Mast Cell Activation

Mast cell activation is increasingly recognized as a feature of ME/CFS, particularly in patients with overlapping MCAS. Mast cells are innate immune cells that release histamine, prostaglandins, and other inflammatory mediators when activated. In ME/CFS, mast cell activation may contribute to:

• Widespread inflammation and pain
• Gastrointestinal symptoms
• Neurological symptoms (mast cells are present in the brain and can affect neuroinflammation)
• Autonomic dysregulation

Neuroinflammation

Perhaps the most clinically significant immune finding in ME/CFS is neuroinflammation — inflammation within the central nervous system. A 2014 Japanese PET scan study by Nakatomi et al. found significantly elevated neuroinflammation markers in ME/CFS patients compared to controls, particularly in the cingulate cortex, hippocampus, amygdala, thalamus, midbrain, and pons — regions involved in cognition, pain processing, and autonomic regulation.

This neuroinflammation finding helps explain the cognitive symptoms, pain amplification, and autonomic dysfunction of ME/CFS, and points toward anti-neuroinflammatory treatments (such as low-dose naltrexone) as potentially beneficial.

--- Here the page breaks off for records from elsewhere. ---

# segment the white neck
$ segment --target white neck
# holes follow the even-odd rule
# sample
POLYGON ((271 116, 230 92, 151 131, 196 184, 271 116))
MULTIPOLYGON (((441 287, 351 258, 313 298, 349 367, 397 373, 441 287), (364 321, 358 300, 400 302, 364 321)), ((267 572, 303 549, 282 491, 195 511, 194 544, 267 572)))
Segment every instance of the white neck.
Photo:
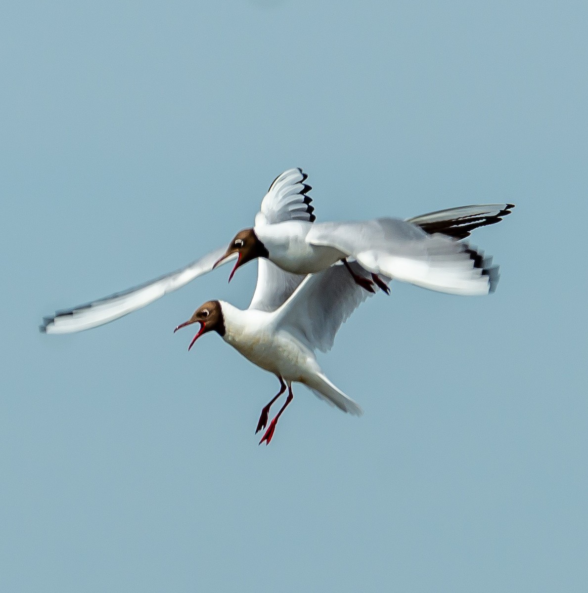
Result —
POLYGON ((273 316, 272 313, 256 309, 238 309, 230 302, 219 301, 223 311, 225 324, 225 342, 233 343, 244 335, 259 332, 266 326, 273 316))

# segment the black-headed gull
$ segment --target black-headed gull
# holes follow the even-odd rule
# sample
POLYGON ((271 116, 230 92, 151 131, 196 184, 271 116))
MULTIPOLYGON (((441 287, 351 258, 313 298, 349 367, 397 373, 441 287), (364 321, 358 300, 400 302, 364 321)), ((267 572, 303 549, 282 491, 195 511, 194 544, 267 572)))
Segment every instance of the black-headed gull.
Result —
POLYGON ((290 169, 272 183, 252 228, 240 231, 216 264, 237 254, 229 280, 244 263, 269 259, 287 272, 312 274, 343 262, 355 281, 387 292, 379 275, 431 290, 475 295, 492 292, 497 268, 490 259, 456 239, 477 227, 497 222, 512 204, 468 206, 416 218, 376 218, 351 222, 315 222, 310 186, 301 169, 290 169), (347 265, 356 260, 371 279, 347 265))
MULTIPOLYGON (((39 329, 46 333, 72 333, 103 325, 148 305, 233 259, 237 259, 237 263, 230 278, 238 267, 256 258, 259 262, 269 258, 286 269, 307 273, 328 267, 339 259, 347 263, 346 256, 357 251, 358 260, 374 275, 370 279, 369 275, 355 273, 353 268, 349 270, 357 282, 371 291, 374 282, 387 290, 385 283, 376 275, 383 270, 387 275, 386 270, 389 268, 399 275, 398 279, 436 290, 477 294, 485 294, 494 288, 495 269, 487 269, 488 260, 455 240, 468 237, 478 227, 501 221, 510 213, 511 204, 467 206, 405 221, 380 219, 364 223, 322 223, 316 225, 316 229, 313 230, 315 217, 306 179, 306 174, 299 168, 290 169, 279 176, 262 201, 255 226, 239 233, 228 249, 220 247, 185 267, 140 286, 57 311, 55 315, 45 317, 39 329), (288 226, 292 225, 293 235, 288 226), (281 235, 282 228, 287 232, 281 235), (395 236, 396 230, 398 234, 395 236), (393 236, 389 237, 390 233, 393 236), (309 238, 313 243, 307 245, 309 238), (348 241, 353 244, 347 245, 348 241), (336 247, 323 244, 333 241, 336 247), (370 248, 361 250, 366 247, 370 248)), ((269 269, 260 266, 262 282, 266 276, 271 279, 274 273, 269 269)), ((287 283, 284 278, 281 277, 280 281, 287 283)), ((273 310, 283 302, 281 296, 278 294, 273 299, 260 302, 259 307, 273 310)))
MULTIPOLYGON (((355 274, 366 273, 355 262, 350 266, 355 274)), ((305 278, 260 260, 259 270, 249 308, 243 311, 223 301, 209 301, 174 331, 199 323, 189 350, 201 336, 216 331, 248 360, 276 375, 280 390, 262 410, 256 432, 265 428, 270 407, 287 385, 285 403, 269 423, 260 445, 271 441, 278 419, 292 401, 294 382, 304 384, 344 412, 360 415, 360 406, 325 376, 314 352, 330 349, 341 324, 370 293, 343 266, 305 278)))

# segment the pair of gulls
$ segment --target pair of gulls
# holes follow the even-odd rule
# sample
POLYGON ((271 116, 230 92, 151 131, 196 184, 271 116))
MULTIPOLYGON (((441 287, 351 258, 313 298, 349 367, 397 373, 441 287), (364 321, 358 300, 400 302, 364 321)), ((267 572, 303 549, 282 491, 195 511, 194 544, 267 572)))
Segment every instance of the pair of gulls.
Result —
POLYGON ((402 220, 315 222, 301 169, 290 169, 272 183, 253 228, 180 270, 123 292, 45 318, 41 331, 70 333, 113 321, 235 258, 229 276, 258 259, 258 282, 247 309, 209 301, 174 332, 194 323, 200 329, 188 347, 209 331, 279 381, 278 394, 262 410, 256 432, 268 424, 270 407, 287 390, 285 403, 259 442, 268 444, 292 401, 292 383, 310 388, 344 412, 360 406, 327 378, 314 353, 327 352, 341 324, 378 289, 389 294, 392 279, 452 294, 493 292, 498 267, 491 258, 460 240, 478 227, 510 213, 513 204, 466 206, 402 220))

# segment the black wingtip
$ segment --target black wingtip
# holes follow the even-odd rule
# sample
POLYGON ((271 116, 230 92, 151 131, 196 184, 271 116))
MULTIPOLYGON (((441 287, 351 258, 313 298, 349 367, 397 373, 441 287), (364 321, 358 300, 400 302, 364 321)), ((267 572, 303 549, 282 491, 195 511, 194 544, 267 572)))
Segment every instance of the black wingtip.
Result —
POLYGON ((482 272, 485 276, 488 276, 488 282, 490 283, 490 288, 488 290, 490 294, 495 292, 496 287, 498 285, 498 280, 500 279, 500 269, 498 266, 493 266, 492 267, 486 268, 482 272))
POLYGON ((39 331, 41 333, 47 333, 47 328, 53 322, 53 317, 43 317, 43 325, 39 326, 39 331))

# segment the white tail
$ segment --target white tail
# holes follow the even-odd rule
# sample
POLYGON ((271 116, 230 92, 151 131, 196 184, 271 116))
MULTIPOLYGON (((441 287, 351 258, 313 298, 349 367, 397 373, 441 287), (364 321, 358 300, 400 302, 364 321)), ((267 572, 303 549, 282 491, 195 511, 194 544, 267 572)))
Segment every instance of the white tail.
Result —
POLYGON ((361 416, 363 413, 361 408, 351 397, 348 397, 341 390, 338 389, 320 373, 305 381, 304 384, 308 385, 317 397, 325 400, 333 406, 336 406, 339 410, 352 414, 354 416, 361 416))

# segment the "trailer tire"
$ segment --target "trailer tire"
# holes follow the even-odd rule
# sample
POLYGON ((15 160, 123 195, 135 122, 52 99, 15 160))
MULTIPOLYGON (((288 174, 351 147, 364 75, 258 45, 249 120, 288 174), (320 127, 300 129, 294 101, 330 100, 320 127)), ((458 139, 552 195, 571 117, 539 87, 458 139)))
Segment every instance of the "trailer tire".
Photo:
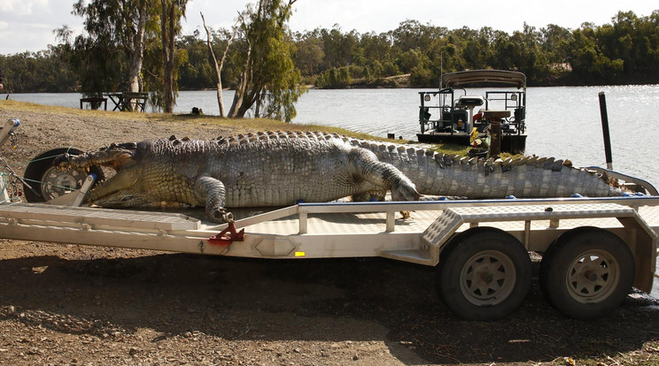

What This Means for Treatment

The immune abnormalities in ME/CFS are not yet consistently targetable with approved treatments, but several approaches are being explored:

• Low-dose naltrexone: Reduces microglial activation and neuroinflammation
• IVIG: For patients with autoantibodies or evidence of immune deficiency
• Rituximab: A B cell-depleting antibody that was tested in ME/CFS (results were mixed in the large Norwegian trial, but subgroup analyses suggested benefit in some patients)
• Immunoadsorption: Removes autoantibodies; promising early results
• Antivirals: For patients with evidence of herpesvirus reactivation

The immune complexity of ME/CFS means that treatment is unlikely to be one-size-fits-all. Immune profiling — identifying which specific abnormalities are present in a given patient — is likely to be essential for precision treatment selection.